Saturday, October 10, 2009

The Little Book That Beats The Market: Chapter 4

Joel Greenblatt, the book's author, is a value investor extraordinaire and a professor at Columbia's business school. In the book, Greenblatt discusses and justifies the "Magic Formula", a stock selection method that allows individual investors to beat the market using value investing.

Every year, Greenblatt starts his first lecture to his graduate class at Columbia Business School in the same way. He asks students to yell out companies, and he subsequently looks up the 52-week lows and highs of these companies' stocks. For every company, he finds large differences between the highs and the lows. For example, in the year that preceded his publication of the book, the following companies could be purchased at the following prices:

General Electric: $29 to $53
General Motors: $30 to $68
Abercrombie: $15 to $33
IBM: $55 to $93

These stocks were not chosen because of their wild price swings. Instead, their price swings are typical of many companies on the stock market. In such a short period of time, how can it be that such large, well-recognized, widely owned companies fluctuate in value so dramatically? Did GM all of a sudden make half/twice as many cars as it did a few months ago? Unlikely.
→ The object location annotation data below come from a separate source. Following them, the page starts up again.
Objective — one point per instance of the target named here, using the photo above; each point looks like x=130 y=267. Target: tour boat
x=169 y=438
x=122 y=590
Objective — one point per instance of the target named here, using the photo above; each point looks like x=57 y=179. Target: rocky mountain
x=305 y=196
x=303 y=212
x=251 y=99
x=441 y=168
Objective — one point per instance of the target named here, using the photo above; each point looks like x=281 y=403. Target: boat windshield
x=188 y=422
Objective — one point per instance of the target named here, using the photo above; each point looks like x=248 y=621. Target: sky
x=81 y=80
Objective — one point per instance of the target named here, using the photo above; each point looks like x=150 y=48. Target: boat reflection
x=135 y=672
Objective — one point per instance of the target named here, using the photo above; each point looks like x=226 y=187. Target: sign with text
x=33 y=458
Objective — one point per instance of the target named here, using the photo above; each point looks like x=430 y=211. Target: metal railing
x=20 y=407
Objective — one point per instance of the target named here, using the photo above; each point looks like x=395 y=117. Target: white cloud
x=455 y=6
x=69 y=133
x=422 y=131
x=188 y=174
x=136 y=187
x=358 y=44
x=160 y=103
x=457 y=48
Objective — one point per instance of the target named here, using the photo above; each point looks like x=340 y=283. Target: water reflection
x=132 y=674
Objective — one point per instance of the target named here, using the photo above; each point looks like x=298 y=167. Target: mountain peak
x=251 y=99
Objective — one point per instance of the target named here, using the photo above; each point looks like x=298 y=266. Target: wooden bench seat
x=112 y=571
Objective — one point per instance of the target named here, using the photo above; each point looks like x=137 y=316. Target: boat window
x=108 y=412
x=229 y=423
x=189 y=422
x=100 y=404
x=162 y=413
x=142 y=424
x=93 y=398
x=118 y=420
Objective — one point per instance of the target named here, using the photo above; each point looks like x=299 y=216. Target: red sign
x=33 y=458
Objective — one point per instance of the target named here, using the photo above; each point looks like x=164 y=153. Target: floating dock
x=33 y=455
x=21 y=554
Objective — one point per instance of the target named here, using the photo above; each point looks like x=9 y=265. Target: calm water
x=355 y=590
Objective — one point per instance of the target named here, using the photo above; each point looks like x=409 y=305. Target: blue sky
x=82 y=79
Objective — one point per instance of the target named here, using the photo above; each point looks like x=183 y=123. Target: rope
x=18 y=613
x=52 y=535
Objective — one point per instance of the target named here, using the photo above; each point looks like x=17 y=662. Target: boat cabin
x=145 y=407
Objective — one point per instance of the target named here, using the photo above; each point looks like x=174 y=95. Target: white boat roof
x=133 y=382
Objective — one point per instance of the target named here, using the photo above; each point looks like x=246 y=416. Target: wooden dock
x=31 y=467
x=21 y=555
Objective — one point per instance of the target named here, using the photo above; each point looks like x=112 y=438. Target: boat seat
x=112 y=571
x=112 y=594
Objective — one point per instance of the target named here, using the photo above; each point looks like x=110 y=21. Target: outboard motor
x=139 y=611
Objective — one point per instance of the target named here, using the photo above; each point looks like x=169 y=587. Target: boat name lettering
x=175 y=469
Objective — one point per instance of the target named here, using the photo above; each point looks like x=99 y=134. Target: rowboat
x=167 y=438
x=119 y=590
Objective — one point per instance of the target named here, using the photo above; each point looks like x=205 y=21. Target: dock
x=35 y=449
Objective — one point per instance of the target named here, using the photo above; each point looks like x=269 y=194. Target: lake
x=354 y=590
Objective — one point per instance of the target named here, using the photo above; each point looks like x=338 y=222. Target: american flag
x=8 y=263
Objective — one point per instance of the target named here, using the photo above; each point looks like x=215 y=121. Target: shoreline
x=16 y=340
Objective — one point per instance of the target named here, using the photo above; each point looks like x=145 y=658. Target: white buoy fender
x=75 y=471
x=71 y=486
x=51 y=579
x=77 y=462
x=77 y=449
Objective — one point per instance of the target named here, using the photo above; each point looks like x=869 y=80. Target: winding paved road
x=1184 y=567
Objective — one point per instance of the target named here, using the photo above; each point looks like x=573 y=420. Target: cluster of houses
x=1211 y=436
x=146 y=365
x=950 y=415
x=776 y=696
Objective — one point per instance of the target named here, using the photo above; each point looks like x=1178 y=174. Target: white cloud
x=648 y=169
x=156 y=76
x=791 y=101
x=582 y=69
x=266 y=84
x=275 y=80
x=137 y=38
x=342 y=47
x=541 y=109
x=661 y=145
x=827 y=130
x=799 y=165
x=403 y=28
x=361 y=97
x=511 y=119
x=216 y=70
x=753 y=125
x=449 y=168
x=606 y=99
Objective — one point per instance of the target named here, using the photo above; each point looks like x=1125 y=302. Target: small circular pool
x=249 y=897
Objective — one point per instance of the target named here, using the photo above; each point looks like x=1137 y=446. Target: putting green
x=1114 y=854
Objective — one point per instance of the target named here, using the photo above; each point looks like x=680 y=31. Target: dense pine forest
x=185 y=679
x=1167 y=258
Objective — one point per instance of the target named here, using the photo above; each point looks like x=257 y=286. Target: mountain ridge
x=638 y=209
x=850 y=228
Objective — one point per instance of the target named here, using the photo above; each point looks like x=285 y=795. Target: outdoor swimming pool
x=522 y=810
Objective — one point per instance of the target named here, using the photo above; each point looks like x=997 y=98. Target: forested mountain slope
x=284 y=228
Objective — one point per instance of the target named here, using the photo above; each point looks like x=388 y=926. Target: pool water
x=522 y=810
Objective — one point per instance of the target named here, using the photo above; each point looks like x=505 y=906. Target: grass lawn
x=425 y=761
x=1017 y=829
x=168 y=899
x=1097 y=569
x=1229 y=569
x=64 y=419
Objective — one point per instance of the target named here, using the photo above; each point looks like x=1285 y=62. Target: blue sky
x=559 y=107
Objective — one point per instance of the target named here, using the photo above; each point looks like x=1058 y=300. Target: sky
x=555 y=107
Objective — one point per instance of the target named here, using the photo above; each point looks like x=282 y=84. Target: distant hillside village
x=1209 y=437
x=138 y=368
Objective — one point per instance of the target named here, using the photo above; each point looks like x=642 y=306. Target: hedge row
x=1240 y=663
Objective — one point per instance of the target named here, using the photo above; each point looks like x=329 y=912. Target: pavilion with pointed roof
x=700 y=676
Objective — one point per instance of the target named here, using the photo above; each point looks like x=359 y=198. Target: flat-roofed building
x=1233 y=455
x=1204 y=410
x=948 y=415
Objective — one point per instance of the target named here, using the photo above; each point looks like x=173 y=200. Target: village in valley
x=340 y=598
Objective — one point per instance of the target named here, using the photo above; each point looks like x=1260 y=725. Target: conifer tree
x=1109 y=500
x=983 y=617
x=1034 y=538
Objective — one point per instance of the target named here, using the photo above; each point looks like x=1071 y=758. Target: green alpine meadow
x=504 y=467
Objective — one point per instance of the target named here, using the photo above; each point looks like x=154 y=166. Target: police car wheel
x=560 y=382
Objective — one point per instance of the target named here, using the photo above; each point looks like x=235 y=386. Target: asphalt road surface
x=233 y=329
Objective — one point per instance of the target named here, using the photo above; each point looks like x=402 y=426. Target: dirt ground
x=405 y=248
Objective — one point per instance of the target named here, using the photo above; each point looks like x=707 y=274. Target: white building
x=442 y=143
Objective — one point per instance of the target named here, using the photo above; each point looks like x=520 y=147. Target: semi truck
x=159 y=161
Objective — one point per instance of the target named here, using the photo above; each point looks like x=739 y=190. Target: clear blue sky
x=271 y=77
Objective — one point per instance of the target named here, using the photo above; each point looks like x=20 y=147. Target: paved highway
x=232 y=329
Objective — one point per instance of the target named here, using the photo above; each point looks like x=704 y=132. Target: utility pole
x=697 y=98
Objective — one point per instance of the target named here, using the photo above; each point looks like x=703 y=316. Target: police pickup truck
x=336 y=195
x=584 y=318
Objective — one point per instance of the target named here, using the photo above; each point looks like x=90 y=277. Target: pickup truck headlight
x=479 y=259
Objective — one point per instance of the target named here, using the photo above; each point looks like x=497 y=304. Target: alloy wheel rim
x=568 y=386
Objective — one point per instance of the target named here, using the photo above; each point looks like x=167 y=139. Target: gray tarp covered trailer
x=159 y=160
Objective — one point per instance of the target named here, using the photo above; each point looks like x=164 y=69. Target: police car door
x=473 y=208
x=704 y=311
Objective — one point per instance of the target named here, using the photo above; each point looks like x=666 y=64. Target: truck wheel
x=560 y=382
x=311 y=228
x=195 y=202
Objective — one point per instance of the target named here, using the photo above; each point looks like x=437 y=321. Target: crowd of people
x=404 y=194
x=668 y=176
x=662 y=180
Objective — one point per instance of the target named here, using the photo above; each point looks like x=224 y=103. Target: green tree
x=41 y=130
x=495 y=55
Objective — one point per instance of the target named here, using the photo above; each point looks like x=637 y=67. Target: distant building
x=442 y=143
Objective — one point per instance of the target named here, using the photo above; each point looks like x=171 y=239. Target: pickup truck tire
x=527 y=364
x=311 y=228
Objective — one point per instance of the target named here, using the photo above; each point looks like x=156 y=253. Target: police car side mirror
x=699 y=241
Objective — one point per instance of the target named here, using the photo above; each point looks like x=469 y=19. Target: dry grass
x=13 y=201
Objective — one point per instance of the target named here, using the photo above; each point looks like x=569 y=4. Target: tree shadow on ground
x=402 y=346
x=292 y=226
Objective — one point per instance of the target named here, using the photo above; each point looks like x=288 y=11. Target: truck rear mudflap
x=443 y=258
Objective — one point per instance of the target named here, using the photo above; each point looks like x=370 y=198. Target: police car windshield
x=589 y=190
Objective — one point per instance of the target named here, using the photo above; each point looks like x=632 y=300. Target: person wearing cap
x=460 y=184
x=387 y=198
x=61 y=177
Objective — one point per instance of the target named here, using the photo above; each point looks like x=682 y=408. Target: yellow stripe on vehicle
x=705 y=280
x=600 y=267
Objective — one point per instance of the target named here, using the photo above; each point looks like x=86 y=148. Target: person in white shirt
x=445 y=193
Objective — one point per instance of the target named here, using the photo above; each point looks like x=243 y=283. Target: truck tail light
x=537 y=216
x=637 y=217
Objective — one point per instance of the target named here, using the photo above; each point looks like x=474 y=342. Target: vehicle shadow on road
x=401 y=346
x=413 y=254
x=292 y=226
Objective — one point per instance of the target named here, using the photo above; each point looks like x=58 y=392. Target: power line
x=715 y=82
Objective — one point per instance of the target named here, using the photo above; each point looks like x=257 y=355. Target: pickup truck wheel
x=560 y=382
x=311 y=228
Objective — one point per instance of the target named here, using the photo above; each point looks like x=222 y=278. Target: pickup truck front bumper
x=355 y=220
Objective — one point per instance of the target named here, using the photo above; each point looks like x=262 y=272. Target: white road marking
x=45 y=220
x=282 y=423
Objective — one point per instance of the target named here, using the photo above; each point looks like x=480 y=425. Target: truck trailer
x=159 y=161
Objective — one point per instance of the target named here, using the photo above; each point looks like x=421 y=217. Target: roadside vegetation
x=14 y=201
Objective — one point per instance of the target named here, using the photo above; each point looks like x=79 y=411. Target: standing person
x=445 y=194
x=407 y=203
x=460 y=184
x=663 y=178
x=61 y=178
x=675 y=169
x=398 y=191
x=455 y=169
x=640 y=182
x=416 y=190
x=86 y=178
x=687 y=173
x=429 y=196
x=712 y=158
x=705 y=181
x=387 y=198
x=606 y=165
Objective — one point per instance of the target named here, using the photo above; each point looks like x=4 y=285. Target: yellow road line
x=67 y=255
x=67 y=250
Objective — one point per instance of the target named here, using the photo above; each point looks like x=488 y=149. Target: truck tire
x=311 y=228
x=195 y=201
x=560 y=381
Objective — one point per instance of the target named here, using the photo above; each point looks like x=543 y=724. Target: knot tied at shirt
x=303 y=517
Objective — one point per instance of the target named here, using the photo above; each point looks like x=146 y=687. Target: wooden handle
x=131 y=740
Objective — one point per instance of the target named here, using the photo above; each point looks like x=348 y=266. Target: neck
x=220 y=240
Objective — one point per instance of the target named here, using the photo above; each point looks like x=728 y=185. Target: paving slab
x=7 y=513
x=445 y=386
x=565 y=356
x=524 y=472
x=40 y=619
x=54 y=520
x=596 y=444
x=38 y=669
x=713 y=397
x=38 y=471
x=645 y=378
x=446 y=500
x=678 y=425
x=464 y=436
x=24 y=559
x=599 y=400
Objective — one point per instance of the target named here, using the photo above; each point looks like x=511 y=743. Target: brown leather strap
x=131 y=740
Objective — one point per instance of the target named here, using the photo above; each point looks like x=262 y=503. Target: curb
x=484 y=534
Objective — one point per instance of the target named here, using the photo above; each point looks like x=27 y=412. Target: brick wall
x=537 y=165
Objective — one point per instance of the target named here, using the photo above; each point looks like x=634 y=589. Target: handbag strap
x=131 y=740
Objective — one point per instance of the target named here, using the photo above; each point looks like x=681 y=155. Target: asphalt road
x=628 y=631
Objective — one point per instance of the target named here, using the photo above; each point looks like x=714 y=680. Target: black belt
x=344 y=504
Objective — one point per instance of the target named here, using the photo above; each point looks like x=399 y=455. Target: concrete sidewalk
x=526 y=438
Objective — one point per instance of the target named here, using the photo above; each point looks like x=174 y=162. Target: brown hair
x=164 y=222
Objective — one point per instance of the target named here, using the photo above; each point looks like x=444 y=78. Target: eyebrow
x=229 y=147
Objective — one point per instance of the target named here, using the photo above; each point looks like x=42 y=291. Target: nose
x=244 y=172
There are entire fields devoted to figuring out why and how these fluctuations take place. Greenblatt argues that much academic effort has been expended trying to explain "why something that clearly makes no sense, actually makes sense."

Greenblatt doesn't care why it happens. The point is that it does, and that's what allows you to profit. He goes on to discuss Mr. Market, and how you should buy from Mr. Market when he is offering you bargains, and sell to Mr. Market when he offers you a good price.